I understand the cost of moving plus deposits and breaking the lease. A nightmare. Definitely. But still safer if you go and he doesn’t know where you live.

How much time is left on the lease? I wonder if there is a way to contact the landlord and ask what the penalty is for leaving early. Sometimes they can be lenient – it might be 2 months rent because of the situation. My sister and her husband rented a place years ago then broke up badly before moving in. The landlord kept their deposit and wanted 2 months rent to let them break the lease but better than paying the full lease term. Maybe your landlord might have a wait list of possible tenants and be able to fill the space soon. Then again, maybe best not to ask the landlord yet for fear that they might tip your ex off, but at the same time they might be helpful in this. Depends on your assessment of the landlord and if she/he can keep quiet. 

**Another weird thought (I used to be a realtor so this is where this is coming from) maybe your landlord manages more than one property and might have a vacancy in another one of their buildings that you could transfer your current lease term to. It’s a long shot – but – might be a good solution. Then you’d have a place to go, no worries about owing for the current place.
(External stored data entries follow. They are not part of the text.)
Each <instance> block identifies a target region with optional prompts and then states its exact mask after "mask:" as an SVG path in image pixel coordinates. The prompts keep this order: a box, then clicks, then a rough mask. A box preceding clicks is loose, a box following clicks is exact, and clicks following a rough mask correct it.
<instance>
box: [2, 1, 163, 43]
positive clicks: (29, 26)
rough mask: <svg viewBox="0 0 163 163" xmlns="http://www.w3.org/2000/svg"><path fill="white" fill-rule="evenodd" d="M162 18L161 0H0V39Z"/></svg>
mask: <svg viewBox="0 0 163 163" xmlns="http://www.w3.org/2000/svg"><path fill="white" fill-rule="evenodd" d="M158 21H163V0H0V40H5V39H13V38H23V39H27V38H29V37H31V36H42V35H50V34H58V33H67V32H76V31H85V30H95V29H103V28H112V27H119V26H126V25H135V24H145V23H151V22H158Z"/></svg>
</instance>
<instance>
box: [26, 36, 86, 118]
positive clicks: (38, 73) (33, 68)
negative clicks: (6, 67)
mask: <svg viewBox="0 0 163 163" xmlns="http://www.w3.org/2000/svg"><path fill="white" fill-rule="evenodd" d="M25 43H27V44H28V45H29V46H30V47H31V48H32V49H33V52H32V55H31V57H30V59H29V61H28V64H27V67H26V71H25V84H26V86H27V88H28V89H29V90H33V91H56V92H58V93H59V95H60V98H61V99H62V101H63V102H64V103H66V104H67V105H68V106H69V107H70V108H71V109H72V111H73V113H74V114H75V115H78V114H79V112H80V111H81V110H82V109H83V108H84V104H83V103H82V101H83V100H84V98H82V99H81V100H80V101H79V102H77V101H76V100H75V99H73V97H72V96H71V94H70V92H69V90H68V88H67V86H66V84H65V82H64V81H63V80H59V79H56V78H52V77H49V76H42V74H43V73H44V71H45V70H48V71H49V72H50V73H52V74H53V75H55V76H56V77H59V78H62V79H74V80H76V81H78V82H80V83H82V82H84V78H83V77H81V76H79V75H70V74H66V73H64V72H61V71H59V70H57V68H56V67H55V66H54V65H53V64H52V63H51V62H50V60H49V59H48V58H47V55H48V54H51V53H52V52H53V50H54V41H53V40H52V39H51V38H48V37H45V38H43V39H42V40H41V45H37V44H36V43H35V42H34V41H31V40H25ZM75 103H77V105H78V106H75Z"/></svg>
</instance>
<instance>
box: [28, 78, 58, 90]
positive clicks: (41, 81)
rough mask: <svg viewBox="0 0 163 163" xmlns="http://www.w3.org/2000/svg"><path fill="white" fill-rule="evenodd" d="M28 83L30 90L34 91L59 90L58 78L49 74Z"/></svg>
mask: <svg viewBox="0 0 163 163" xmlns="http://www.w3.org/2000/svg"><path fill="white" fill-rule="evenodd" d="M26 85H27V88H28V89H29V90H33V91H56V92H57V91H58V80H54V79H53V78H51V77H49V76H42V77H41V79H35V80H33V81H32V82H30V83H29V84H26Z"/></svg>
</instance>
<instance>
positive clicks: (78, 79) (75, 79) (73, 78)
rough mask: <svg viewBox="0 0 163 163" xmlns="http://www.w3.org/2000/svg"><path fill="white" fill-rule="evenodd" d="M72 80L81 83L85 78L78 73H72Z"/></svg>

And the landlord would still get the full amount owed just with a slight alteration to the address.

Post # 100
Member
1136 posts
Bumble bee

It’s all in how you spin it – if you ask the landlord first without revealing background info about your situation if they have other properties and if any are vacant. Then if so, proceed from there with asking about options and asking about breaking the lease, etc. 

Post # 101
Member
10 posts
Newbee
  • Wedding: September 2017

So sorry to hear all of this! If the expensive city happens to be Boston, feel free to PM me if you need anything.